O yılların sürprizine ise sarı, kırmızı ve siyah çubuklu formalarıyla kalplerde yer eden ve bir dönem Belçika futbolunun gözbebeği olan Mechelen imza atar. 11 Mayıs 1988’de Fransa’da oynanan finalde o yılların ünlü takımı Ajax’ı 1-0 yenerek kupayı Belçika’ya götürür.
Doksanların Vedası
Zamanla Kupa Galipleri Kupası da endüstriyel futboldan nasibini alır. Özellikle Şampiyonlar Ligi’nin kurulmasıyla ülkesindeki kupayı kazanan takımların çoğu da neredeyse o lige katılmaya başlar. Böylece kupanın önemi azalmaya başlar. 90’lı yıllarda sırasıyla Manchester United, Werder Bremen, Parma, Arsenal, Zaragoza, Paris Saint Germain, Barselona, Chelsea ve Lazio kupayı evine götürür.

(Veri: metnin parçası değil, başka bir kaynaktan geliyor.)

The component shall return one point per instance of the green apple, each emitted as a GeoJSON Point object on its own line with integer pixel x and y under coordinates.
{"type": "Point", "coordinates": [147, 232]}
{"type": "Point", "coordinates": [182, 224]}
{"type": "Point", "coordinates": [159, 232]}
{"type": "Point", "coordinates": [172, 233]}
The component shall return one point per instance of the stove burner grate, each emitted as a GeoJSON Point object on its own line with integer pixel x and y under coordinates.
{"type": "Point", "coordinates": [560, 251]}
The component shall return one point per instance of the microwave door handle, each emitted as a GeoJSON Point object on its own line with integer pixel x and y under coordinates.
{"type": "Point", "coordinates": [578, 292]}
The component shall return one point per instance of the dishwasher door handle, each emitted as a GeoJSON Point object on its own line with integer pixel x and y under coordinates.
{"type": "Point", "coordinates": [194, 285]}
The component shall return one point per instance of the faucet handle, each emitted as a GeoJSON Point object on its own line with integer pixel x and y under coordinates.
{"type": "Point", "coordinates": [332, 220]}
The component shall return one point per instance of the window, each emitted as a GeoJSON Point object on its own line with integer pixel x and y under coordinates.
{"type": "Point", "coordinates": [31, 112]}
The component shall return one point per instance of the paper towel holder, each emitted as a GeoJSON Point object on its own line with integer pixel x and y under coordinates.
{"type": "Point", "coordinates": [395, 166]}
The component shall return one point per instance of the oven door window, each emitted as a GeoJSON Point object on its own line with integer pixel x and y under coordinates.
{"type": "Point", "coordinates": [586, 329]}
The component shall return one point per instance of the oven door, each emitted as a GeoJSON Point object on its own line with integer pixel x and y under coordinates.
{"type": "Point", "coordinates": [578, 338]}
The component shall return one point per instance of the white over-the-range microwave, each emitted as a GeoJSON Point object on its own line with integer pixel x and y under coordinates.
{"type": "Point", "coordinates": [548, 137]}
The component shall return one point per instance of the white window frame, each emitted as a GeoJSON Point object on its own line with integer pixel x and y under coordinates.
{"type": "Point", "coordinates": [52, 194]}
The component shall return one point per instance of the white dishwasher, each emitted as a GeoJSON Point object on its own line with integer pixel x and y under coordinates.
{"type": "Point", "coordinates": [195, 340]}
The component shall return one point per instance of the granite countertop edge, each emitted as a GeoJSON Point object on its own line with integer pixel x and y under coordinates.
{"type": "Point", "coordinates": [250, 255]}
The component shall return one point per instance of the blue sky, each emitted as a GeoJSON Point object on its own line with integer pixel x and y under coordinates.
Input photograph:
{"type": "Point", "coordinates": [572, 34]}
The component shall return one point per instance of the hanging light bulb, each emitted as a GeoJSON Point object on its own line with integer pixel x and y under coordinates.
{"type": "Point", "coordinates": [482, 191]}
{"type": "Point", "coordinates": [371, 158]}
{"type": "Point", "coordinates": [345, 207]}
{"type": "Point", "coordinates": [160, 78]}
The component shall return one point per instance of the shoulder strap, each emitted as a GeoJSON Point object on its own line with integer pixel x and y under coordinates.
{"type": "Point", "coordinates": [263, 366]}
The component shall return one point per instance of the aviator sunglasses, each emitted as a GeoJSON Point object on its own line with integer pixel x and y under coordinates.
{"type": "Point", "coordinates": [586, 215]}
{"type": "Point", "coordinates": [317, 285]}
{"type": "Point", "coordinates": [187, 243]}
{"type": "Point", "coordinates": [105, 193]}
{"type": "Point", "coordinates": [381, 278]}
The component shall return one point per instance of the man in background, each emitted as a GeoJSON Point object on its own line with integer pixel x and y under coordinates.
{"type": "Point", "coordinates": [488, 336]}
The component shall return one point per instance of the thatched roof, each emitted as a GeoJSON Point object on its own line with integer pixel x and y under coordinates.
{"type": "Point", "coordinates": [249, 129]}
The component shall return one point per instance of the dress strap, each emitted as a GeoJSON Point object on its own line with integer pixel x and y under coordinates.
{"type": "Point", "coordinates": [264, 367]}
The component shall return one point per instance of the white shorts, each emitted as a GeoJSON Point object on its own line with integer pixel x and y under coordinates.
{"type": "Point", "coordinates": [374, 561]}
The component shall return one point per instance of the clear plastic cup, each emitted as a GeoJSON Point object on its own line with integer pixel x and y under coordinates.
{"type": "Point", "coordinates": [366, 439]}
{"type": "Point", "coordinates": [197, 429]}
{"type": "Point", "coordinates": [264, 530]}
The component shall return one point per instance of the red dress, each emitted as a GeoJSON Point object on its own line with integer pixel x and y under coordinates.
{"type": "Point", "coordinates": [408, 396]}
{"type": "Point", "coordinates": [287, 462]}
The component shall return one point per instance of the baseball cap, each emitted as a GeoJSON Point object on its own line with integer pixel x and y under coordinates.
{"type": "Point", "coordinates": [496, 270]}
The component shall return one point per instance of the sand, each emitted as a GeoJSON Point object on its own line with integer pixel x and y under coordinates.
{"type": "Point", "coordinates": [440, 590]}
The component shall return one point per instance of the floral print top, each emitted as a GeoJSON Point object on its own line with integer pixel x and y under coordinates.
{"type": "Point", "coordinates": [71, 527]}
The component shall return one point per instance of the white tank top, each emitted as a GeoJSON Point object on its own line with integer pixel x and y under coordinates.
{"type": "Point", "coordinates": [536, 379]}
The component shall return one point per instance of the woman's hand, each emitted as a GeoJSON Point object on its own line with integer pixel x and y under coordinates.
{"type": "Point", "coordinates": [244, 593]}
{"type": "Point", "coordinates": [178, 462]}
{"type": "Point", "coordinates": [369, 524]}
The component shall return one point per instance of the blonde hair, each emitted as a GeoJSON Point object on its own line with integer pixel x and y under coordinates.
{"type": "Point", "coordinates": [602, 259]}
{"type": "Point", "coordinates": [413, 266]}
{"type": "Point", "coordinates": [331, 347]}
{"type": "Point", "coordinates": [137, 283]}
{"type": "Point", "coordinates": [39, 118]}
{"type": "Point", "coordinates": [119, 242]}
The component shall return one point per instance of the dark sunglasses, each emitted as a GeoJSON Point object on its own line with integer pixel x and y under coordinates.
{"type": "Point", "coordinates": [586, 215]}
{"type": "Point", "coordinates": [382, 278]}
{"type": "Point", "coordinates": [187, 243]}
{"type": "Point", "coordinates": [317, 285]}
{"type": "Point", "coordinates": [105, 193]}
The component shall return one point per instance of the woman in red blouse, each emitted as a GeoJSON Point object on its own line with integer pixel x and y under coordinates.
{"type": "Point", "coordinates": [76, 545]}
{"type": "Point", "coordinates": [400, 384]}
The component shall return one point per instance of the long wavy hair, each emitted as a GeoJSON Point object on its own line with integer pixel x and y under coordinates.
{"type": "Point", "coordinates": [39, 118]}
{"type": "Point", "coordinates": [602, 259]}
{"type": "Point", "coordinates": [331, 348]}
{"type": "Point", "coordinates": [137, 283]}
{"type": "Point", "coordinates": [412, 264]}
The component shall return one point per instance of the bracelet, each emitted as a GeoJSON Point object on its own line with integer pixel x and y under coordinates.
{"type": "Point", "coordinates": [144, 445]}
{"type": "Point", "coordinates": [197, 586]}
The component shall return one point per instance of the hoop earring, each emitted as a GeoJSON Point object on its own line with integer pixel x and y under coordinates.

O yıllarda Türk futbolu için unutulmaz bir eşleşme vardır ki, maçı anlatan spikerin yani Ercan Taner’in “Uzak mesafe, Hayrettin yapma! Haay-ret-ttin-yap-ma” nidalarıyla akıllarda kalır. 1996 yılında Galatasaray-Paris Saint German eşleşmesi… 17 Ekim’de oynanan ilk maça Fatih Terim’li Galatasaray fırtına gibi başlar. 5. dakikada Hakan Şükür’ün, 12. dakikada Tugay Kerimoğlu’nun golleri gelir. Ama karşılık gecikmez 16’da Le Guen, 17’de Dely Valdes’in golleri Ali Sami Yen’de buz kesilmesine vesile olur. 31’de Hakan Şükür takımının üçüncü kendisinin ikinci golünü atar ve ilk yarının skorunu belirler (3-2). Akıllarda kalan ise Hayrettin yediği gollerdir. İkinci yarı ilk yarı kadar heyecanlı değildir. 52. dakikadaki Hakan Ünsal’ın golünden başka neredeyse hiç pozisyon olmaz, maç 4-2 biter. Paris’teki ikinci maç ise Parisienler’in 4-0’lık üstünlüğüyle sona erer ve maalesef Galatasaray kupadan elenir.
Nihayetinde 1999 yılında son kez oynanır organizasyon. İngiltere’nin Birmingham şehrinde Lazio ve Real Mallorca karşı karşıya gelir. Pawel Nedved’in attığı son golle son kupayı İtalyan temsilcisi Roma’ya götürür. Bir sonraki sezon Kupa Galipleri Kupası UEFA ile birleştirilir ve bir devir kapanır.
Dedik ya onun yeri perşembe akşamları bizim için ayrıydı. O gidince bir hüzün kapladı gözlerimizi. Ne kadar zorlasan da Platini, Avrupa Ligi onun yerini alamaz.